第三章 中学生の思い出

第7話 大会

「う……らあっ!」

 ラケットで強く叩かれたボールが、相手コートの隅を貫く。


 対戦相手は俺が放った一撃を返すことができず、膝から崩れ落ちてしまった。


「ゲームセット!」

 審判の試合終了の合図とともに、俺はコート中央のネットに歩み寄る。


 対戦相手は悔し涙を見せながらも、俺の差し出した手を握り返してくれた。


「やったぞ! これでソフトテニス部は地方大会出場だ!」

「すごい、すごーい!」

「ダイチー! カケルー! 良く頑張ったのう! さすがじゃ!」

 観覧席の方から、観客に混じってナズナの喜ぶ声が聞こえてくる。


 俺が通う中学の女子生徒と同じ制服を纏い、応援しに来てくれたようだ。


「ほとんどが君の得点だったね。最後のスマッシュ、凄かったよ」

 横から声をかけてきたのは、俺より背が低い茶髪の男子。


 元々は黒い髪だったが、日に焼けたことで茶髪に見えるようになってしまっている。


「何言ってんだ。翔がしっかり後ろを守ってくれたから、打ち込みやすい球が飛んできたんだ。お前のおかげで勝利につなげられたのさ」

 寄ってきた俺の相方――翔と、お互いを褒め合いながらコートの外に出る。


 コート外では、俺たちと同じ部活に所属している皆が歓迎してくれた。

 手を叩いて大喜びする者。俺たちの試合運びにダメ出しをしつつも、嬉しそうにしている者。嬉しさのあまり涙を流す者もいた。

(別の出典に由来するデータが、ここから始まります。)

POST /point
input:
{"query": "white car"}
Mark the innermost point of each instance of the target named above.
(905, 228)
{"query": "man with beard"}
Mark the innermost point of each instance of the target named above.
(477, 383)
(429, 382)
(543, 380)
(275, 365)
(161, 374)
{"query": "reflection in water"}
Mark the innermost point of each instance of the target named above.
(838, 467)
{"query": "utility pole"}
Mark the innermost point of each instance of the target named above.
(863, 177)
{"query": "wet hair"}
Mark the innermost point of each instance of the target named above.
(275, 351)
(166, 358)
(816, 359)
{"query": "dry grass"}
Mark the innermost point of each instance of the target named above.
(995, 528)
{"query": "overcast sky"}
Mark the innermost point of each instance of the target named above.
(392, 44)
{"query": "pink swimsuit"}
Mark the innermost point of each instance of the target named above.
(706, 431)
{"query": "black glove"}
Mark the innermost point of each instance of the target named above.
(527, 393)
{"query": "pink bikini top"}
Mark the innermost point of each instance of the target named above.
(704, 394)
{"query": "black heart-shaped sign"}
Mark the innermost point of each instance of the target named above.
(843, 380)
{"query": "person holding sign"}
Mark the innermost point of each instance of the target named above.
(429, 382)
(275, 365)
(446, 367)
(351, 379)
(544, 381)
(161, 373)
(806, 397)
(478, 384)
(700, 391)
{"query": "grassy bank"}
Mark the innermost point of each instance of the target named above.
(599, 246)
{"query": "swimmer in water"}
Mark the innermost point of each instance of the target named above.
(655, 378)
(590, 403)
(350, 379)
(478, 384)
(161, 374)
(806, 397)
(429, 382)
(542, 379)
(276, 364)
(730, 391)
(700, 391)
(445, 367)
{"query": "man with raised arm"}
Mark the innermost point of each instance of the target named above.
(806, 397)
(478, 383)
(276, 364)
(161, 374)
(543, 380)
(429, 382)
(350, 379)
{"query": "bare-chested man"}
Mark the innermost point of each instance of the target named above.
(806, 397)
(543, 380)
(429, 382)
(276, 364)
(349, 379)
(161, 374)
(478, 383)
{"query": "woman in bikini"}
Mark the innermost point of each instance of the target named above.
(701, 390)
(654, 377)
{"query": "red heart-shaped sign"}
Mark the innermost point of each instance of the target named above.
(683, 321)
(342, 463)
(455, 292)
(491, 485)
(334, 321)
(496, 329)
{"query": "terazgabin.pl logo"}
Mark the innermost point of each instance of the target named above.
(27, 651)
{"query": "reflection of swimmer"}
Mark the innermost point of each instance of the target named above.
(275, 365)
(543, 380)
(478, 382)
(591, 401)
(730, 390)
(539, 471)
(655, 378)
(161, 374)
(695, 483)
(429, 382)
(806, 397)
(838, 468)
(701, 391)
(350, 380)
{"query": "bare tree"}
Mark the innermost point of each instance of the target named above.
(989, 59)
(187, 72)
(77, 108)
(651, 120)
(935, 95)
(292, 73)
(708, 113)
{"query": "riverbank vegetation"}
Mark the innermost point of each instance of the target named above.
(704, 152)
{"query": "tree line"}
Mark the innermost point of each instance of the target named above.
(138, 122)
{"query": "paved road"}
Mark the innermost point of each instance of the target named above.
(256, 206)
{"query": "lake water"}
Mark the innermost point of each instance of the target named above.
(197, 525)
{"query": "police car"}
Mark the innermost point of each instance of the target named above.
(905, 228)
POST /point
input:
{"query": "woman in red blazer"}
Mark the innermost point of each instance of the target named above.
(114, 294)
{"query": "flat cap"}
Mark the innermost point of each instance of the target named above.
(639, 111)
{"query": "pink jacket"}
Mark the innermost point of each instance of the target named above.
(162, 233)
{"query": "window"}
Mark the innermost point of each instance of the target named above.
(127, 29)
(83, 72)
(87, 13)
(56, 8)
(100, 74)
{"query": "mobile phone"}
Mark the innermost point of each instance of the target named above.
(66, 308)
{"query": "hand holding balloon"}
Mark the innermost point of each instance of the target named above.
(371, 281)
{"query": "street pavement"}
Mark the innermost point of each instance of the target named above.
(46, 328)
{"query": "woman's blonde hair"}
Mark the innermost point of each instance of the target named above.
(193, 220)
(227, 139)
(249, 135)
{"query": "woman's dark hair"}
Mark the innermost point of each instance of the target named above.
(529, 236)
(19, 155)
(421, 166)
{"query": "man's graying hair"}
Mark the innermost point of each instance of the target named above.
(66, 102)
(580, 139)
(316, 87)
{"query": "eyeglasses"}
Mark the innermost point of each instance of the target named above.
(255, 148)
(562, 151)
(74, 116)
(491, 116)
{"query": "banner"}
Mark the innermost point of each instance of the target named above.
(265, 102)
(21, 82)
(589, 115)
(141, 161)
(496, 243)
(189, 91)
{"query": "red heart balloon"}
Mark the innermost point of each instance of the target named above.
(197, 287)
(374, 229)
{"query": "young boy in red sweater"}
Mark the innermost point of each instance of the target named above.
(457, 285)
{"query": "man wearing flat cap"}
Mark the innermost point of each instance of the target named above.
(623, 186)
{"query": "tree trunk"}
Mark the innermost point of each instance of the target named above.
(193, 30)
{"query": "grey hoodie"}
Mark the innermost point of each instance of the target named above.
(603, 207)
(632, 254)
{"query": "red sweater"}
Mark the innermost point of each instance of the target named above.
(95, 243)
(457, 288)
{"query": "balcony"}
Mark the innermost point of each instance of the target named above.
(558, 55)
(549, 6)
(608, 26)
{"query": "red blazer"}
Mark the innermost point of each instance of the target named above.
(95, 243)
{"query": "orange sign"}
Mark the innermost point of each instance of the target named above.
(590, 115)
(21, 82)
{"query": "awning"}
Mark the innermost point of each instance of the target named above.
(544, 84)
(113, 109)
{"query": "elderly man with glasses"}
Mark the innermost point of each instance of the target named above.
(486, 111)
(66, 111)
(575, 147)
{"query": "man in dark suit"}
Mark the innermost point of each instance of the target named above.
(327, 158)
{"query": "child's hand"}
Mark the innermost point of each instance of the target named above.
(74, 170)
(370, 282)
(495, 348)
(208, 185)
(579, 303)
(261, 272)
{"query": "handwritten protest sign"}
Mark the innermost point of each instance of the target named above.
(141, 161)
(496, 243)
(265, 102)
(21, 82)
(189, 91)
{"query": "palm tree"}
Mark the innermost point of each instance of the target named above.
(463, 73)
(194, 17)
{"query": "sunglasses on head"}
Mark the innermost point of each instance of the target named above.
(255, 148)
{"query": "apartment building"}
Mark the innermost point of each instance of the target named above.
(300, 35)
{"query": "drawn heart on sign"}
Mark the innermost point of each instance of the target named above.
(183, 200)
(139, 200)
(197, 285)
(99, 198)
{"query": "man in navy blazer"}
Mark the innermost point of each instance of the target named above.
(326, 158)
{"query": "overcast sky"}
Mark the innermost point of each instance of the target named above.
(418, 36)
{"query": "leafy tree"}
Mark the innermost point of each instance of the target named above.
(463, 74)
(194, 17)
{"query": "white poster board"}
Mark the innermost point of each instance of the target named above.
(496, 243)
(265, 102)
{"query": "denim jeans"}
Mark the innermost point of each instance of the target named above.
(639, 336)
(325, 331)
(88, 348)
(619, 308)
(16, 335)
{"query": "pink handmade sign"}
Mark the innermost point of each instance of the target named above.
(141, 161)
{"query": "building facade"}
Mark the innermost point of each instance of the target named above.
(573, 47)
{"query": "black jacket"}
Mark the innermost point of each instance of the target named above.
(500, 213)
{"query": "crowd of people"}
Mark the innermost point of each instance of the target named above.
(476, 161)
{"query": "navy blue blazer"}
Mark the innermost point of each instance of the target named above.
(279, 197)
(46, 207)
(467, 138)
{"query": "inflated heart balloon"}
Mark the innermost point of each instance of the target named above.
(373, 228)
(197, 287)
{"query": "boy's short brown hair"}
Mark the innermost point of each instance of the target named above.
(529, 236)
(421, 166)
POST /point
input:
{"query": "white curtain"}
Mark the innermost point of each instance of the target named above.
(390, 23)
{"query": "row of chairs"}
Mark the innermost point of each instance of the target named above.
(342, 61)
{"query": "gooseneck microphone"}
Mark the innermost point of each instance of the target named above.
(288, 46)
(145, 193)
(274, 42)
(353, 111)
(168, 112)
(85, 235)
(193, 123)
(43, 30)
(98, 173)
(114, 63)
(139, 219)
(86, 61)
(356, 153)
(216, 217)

 そんな奴らと話をしている内に表彰式となり、帰宅時間となる。

 俺と翔は、合流したナズナと共に駅への道を歩いていた。


「カケルはすごいのう! ダイチが取り逃したボールを、いともたやすく打ち返すのじゃから! もっと感謝するべきじゃぞ!」

「バーカ。翔が打ち返しやすいように、俺が圧をかけてたんだよ。なあ?」

「さっきは僕のおかげって言ってくれたのに。全く、調子良いんだから」

 笑い合いながら道を進んでいると、とあるチラシが掲示板に貼られているのを見つけた。


「県の美術コンクールのお知らせだね。たしか、ナズナちゃんも作品を提出するんだっけ?」

「さすがはカケル。良く知っておるのう!」

 ナズナのお世辞に、翔は頬を緩めながら笑い出した。


 ナズナは俺が通う中学の美術部に所属している。

 当初はスポーツ関係の部活に入るつもりだったそうだが、とある人物の絵を見て気が変わったそうだ。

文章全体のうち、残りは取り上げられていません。